Why a Black Box Isn't Redaction — and How to Actually Remove the Text

01 // The failures

"Redacted" documents leak constantly.

In 2019, lawyers for Paul Manafort filed a court document with passages blacked out. The blackout was only a visual layer — the underlying text was still in the PDF. Reporters simply copied the "redacted" passages and pasted them into a text editor, revealing sealed details the filing was meant to hide. It became one of the most-cited redaction failures of the decade, precisely because it was so ordinary a mistake.

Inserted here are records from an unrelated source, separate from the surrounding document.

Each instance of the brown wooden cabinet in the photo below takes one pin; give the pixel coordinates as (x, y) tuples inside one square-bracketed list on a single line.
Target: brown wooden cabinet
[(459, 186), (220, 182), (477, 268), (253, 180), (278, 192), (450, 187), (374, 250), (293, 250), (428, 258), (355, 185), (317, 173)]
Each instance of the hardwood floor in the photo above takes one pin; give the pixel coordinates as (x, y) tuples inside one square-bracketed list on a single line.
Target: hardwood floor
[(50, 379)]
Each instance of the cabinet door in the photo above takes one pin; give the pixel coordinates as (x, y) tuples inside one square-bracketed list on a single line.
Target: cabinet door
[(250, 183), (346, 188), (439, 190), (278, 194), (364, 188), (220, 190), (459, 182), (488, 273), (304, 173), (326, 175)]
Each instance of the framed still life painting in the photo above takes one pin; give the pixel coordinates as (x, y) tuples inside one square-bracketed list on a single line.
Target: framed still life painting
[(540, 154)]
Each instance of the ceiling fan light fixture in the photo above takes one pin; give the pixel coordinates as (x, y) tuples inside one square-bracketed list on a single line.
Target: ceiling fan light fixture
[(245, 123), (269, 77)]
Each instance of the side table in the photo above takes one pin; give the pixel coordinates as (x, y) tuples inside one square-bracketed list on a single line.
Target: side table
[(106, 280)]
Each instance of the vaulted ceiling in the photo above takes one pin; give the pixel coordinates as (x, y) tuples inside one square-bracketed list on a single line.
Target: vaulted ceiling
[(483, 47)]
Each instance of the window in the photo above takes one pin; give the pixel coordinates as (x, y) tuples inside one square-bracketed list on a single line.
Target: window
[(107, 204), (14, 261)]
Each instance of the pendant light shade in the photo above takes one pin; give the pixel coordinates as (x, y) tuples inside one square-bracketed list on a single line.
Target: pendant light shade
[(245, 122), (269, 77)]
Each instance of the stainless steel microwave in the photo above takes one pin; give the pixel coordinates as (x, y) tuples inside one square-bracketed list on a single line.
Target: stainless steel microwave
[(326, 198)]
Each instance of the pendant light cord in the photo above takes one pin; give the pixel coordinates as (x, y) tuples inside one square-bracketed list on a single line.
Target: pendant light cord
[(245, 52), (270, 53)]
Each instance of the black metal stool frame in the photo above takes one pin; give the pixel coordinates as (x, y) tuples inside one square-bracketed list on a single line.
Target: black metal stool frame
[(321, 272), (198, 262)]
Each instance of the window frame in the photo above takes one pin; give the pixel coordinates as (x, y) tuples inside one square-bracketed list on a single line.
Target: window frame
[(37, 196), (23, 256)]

It is far from unique. Over the years, government agencies, courts, and corporations have released documents — including high-profile releases such as portions of the Epstein-related court files — where text under the black boxes was recoverable, or where redactions could be defeated by selecting all the text, removing the overlay object, or extracting the file's hidden text layer. The pattern is decades old and it keeps repeating for one reason: the tool drew a box but never deleted what was underneath.

The lesson isn't "those people were careless." Most used real, expensive software. The lesson is that covering text and removing text look identical on screen — and only one of them is safe to send.

02 // Why it happens

A black box is just paint on glass.

A PDF is not a picture — it's a structured document with a text layer, drawing objects, hidden layers, and metadata all stacked together. When you draw a filled black rectangle (or "highlight" text in black) over a passage, you add one more object on top. Everything you were trying to hide is still in the file, unchanged, directly beneath the new shape.

That leftover content comes back out three easy ways. Select-all and copy grabs the text layer regardless of what's drawn over it, so the words paste straight out. "Remove object" or "delete annotation" in any PDF editor lifts the black rectangle off and exposes the page. And text extraction — the same routine search engines and screen readers use — reads the underlying characters directly, box or no box.

Metadata makes it worse: author names, edit history, earlier draft text, comments, and the document's original filename often ride along invisibly even when the visible page looks clean. A black box does nothing to any of it.

03 // What works

True redaction destroys, it doesn't cover.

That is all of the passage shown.